R-INLA package version r ml$st$var$wbf$res$version$R.INLA

There is significantly more variance within families than between families. Part of this intra-family variance might be due to the interaction GxE which is not included in this model.

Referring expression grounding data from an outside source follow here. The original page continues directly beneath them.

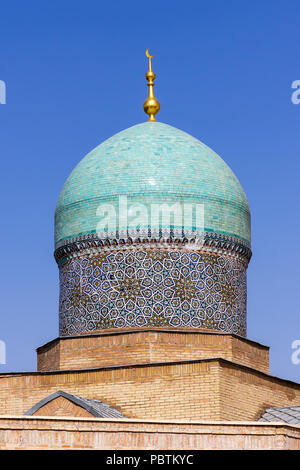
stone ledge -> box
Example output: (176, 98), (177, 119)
(0, 414), (299, 428)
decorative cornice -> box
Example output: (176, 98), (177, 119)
(54, 231), (252, 266)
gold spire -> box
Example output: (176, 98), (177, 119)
(143, 49), (160, 121)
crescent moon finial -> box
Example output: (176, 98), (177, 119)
(146, 48), (154, 59)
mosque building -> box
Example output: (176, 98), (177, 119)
(0, 52), (300, 450)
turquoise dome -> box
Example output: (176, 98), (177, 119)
(55, 122), (250, 249)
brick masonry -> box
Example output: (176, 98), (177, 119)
(37, 329), (270, 374)
(1, 358), (300, 422)
(0, 416), (299, 449)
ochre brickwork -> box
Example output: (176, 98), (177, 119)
(1, 358), (300, 422)
(219, 361), (300, 421)
(0, 361), (219, 420)
(0, 417), (299, 450)
(31, 396), (92, 418)
(37, 329), (269, 374)
(231, 335), (269, 373)
(37, 340), (60, 372)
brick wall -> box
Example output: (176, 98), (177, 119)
(0, 416), (299, 449)
(37, 329), (269, 374)
(0, 360), (220, 420)
(37, 340), (60, 371)
(0, 358), (300, 421)
(219, 361), (300, 421)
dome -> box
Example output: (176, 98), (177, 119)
(55, 122), (250, 250)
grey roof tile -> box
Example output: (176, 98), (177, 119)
(260, 406), (300, 425)
(24, 391), (126, 418)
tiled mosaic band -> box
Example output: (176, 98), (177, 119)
(58, 243), (248, 337)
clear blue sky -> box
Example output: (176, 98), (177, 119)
(0, 0), (299, 382)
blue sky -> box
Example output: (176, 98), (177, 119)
(0, 0), (299, 382)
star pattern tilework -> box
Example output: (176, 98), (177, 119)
(59, 248), (247, 337)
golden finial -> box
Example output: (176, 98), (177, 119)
(143, 48), (160, 121)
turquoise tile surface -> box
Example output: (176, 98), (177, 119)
(55, 122), (251, 248)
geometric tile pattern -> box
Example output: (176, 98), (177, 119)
(59, 248), (247, 337)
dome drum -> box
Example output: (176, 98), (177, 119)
(58, 243), (247, 337)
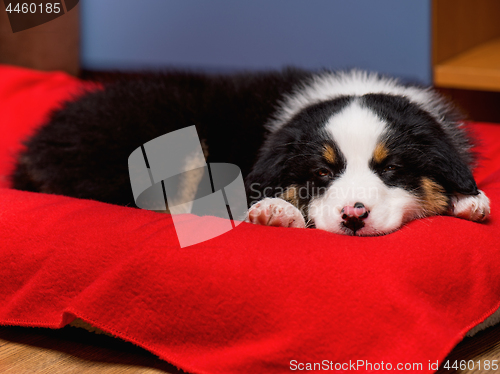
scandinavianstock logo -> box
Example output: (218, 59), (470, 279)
(128, 126), (247, 248)
(3, 1), (79, 33)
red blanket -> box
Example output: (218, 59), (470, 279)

Note also that the posterior variance of the family is around the value estimated with REML.

# Marginals of the variances (inverse precisions)
ml$st$marginal.variances <- 
  with(
    ml$st$var,
    c(wef$res$marginals.hyperpar[c('Precision for recode',
                                   'Precision for FAM')],
      wbf$res$marginals.hyperpar[c('Precision for the Gaussian observations',
                                   'Precision for recode')])) %>% 
  lapply(function(y) inla.tmarginal(function(x) 1/x, y)) %>% 
  structure(names = c('Within Family',
                      'Between Families',
                      'Residual',
                      'Additive-genetic')) %>% 
  c(.,
    list('Spatio-temporal' =
         ml$st$var$wbf$spde$marginals.variance.nominal$variance.nominal.1))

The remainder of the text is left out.